| name | grill-me |
| description | Relentlessly stress-test a plan or design through a one-question-at-a-time interview that researches available context first and includes a recommended answer with every question. Use when the user asks to "grill me", wants a plan/design challenged, or needs decisions resolved before implementation. |
grill-me
Interview the user relentlessly about a plan, design, or implementation direction until there is shared understanding. Walk the decision tree branch by branch, resolve dependencies between decisions in order, and keep pressure on vague or untested assumptions.
When to Use
- The user says "grill me" or asks to be challenged on a plan/design.
- A feature plan, architecture decision, PRD, or implementation approach needs stress-testing before work starts.
- The next useful step is not coding yet, but reducing ambiguity and surfacing missing decisions.
Ground Rules
- Research before asking. Inspect available context first: the conversation, provided files,
bd show <id>, alignment docs, knowledge/, existing plans, relevant code, and tests.
- Do not ask questions that the codebase or supplied context can answer. Answer those through exploration and add the result to the shared understanding.
- Ask exactly one user-facing question per turn. Do not batch questions, even when several are obvious.
- Every question must include your recommended answer and a brief reason for that recommendation.
- Traverse the decision tree deliberately. Resolve upstream choices before dependent branches.
- Keep a running shared-understanding summary with confirmed facts, assumptions, decisions, open questions, risks, and next steps.
- Be relentless about ambiguity, but stay constructive. The goal is decision quality, not debate for its own sake.
Process
1. Establish the Target
Identify the plan or design being grilled. If the target is already clear from context, do not ask the user to restate it. Summarize the target in one or two sentences before the first question.
2. Explore Answerable Context
Before asking anything, gather enough context to avoid wasting the user's attention.
Use the appropriate read-only sources for the situation:
- Current conversation and attached files.
- Beads issue details with
bd show <id> when a task is named.
- Alignment or contract documents when provided.
- Relevant
knowledge/ YAML files.
- Existing plans under
plans/.
- Related source, tests, scripts, or docs.
Record discovered facts in the running summary. If exploration answers a likely question, state the answer instead of asking it.
3. Build the Decision Tree
Privately map the main branches:
- Goal and success criteria.
- Users, stakeholders, and failure modes.
- Scope boundaries and non-goals.
- Data model, interfaces, dependencies, and migration concerns.
- Test strategy and verification evidence.
- Operational, security, performance, and maintainability risks.

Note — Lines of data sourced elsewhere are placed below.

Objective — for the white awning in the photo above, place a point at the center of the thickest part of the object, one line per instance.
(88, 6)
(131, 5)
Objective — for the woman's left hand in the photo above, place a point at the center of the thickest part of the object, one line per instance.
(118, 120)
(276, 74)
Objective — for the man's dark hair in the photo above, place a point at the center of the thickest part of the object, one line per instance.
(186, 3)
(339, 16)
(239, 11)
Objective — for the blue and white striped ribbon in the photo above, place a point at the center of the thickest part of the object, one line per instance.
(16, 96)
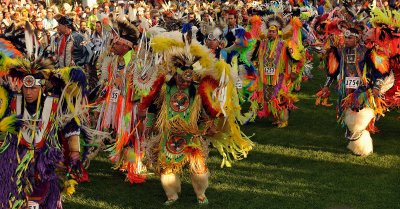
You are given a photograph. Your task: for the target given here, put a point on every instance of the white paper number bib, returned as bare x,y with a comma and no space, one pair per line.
239,83
114,95
33,205
269,71
352,82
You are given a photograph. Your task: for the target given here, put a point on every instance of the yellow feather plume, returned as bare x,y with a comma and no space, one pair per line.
8,123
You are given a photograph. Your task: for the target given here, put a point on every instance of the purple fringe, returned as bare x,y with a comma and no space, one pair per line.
46,160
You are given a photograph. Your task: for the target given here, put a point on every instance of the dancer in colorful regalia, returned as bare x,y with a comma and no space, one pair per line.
272,96
43,112
118,102
362,76
385,36
191,105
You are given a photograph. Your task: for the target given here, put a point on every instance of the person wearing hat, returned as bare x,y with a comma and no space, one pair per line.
72,50
49,23
360,74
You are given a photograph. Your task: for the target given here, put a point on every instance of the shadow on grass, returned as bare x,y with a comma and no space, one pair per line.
274,181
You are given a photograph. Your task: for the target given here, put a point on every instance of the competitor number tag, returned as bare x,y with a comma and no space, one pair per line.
269,71
114,95
352,82
33,205
239,83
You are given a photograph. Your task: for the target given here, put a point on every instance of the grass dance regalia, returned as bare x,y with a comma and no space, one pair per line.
186,109
385,36
118,101
43,113
238,56
363,77
273,96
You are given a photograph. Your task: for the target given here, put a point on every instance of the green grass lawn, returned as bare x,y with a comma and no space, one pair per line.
305,165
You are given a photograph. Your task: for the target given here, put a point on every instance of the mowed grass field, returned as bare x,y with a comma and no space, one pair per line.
305,165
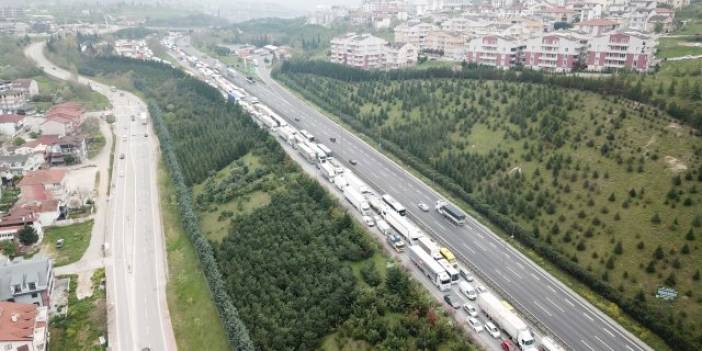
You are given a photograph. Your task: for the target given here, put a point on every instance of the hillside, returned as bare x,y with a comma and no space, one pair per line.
609,184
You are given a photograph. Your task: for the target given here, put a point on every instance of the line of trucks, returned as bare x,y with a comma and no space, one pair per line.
437,263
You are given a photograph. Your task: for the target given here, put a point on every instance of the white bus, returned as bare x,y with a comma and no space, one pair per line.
394,204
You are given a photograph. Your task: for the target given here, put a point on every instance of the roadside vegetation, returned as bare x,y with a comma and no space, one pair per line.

Start with the branch that blocks the most other decisions.
4. Ask One Question
Use this format for every user-facing question:
Shared understanding so far:
- Confirmed: <facts discovered from context or prior answers>
- Assumption: <current working assumption, if any>
- Open risk: <risk this question addresses>
Question:
<one question only>
Recommended answer:
<the answer you recommend>
Why:
<brief rationale and consequences>
The question may include choices, but it must still ask for one decision. If the user accepts the recommended answer, apply it and move to the next branch. If the user rejects it, update the shared understanding and follow the implications.
5. Maintain Shared Understanding
After each answer:
- Add or update the relevant confirmed fact, assumption, decision, risk, or next step.
- Note any dependent branch unlocked by the answer.
- Ask the next single question with a recommended answer.
Do not restart the interview from scratch unless the user changes the target.
6. Finish the Grill
Stop when the important branches are resolved, the user asks to stop, or the remaining uncertainty is explicitly accepted.
End with a concise shared-understanding summary:
- Confirmed facts.
- Decisions made.
- Assumptions being carried forward.
- Open questions or accepted risks.
- Recommended next steps.
If the result should become an implementation plan, PRD, or Beads issue, say so and name the appropriate follow-up skill or workflow.